Le syndicat des copropriétaires a un intérêt à agir en justice pour faire respecter les décisions adoptées par l’assemblée générale au nom de l’intérêt collectif des copropriétaires, décisions qui s’imposent aux copropriétaires tant que la nullité n’en a pas été prononcée.

Un syndicat des copropriétaires assigne le propriétaire d’un lot constitué d’une maison en suppression des fenêtres de toit et du portail qu’il a posés sans se conformer aux prescriptions de deux décisions d’assemblée générale.

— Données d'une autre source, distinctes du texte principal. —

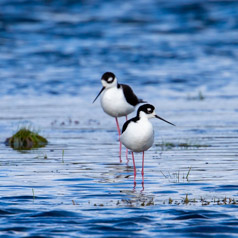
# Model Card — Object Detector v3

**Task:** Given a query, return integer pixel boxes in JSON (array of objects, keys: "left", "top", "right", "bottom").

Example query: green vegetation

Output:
[{"left": 5, "top": 128, "right": 48, "bottom": 150}]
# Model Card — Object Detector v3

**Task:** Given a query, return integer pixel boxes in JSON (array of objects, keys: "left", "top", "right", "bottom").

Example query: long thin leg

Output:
[
  {"left": 126, "top": 116, "right": 129, "bottom": 164},
  {"left": 115, "top": 117, "right": 122, "bottom": 163},
  {"left": 131, "top": 151, "right": 136, "bottom": 185},
  {"left": 141, "top": 151, "right": 145, "bottom": 185}
]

Ce copropriétaire conteste la recevabilité de l’action du syndicat et soutient, sur le fond, que ces résolutions, en ce qu’elles restreignent ses droits sur ses parties privatives sans que cela ne soit justifié par la destination de l’immeuble ou les droits des autres copropriétaires, ne pouvaient être appliquées.

La cour d’appel déclare que le syndicat avait intérêt à agir en justice en vue de faire appliquer les décisions adoptées par l’assemblée générale au nom de l’intérêt collectif des copropriétaires et, sur le fond, elle accueille la demande relative aux fenêtres mais rejette la demande de dépose du portail.

La Cour de cassation approuve la cour d’appel d’avoir déclaré l’action du syndicat recevable. L’arrêt est en revanche cassé sur le rejet de la demande de dépose du portail : les décisions d’assemblée générale s’imposent aux copropriétaires tant que la nullité n’en a pas été prononcée.

À noter : Le syndicat a qualité pour agir en vue de la sauvegarde des droits afférents à l’immeuble (Loi 65-557 du 10-7-1965 art. 15). Il peut donc exercer les actions relatives à la conservation ou à l’administration de l’immeuble, ou encore les actions tendant au respect du règlement de copropriété. En revanche, il n’a pas intérêt à agir au titre de dommages n’affectant que les parties privatives du lot d’un copropriétaire (Cass. 3e civ. 7-5-2003 n° 01-17.546 ; Cass. 3e civ. 25-2-2016 n° 15-11.469), seul le copropriétaire qui subit l’atteinte pouvant agir. Mais il a, rappelle la Cour de cassation dans cet arrêt, intérêt et qualité pour agir en justice afin de faire respecter les décisions d’assemblée générale (Loi 65-557 du 10-7-1965 art. 18, I ; Cass. 3e civ. 7-6-2006 n° 05-19.117 ; Cass. 3e civ. 30-3-2017 n° 15-24.612 : BPIM 3/17 inf. 237).

Cet arrêt rappelle également une jurisprudence constante et régulièrement réaffirmée : les décisions d’assemblée générale s’imposent aux copropriétaires tant que la nullité n’en a pas été prononcée (Cass. 3e civ. 10-10-1990 n° 88-19.999 : Bull. civ. III n° 183 ; Cass. 3e civ. 27-1-2001 n° 99-21.731 ; Cass. 3e civ. 9-6-2010 n° 08-19.696 : BPIM 4/10 inf. 320 ; Cass. 3e civ. 28-11-2012 n° 11-18.810 : BPIM 1/13 inf. 73). Il en résulte que la cour d’appel, dès lors qu’elle avait constaté que les fenêtres de toit avaient été posées sans respecter les conditions posées par une décision d’assemblée générale qui n’avait pas été contestée, a à bon droit condamné les copropriétaires à déposer les fenêtres concernées. Et qu’elle ne pouvait refuser d’ordonner la dépose du portail, qui ne respectait pas les prescriptions prévues par une autre décision d’assemblée générale n’ayant pas davantage été contestée.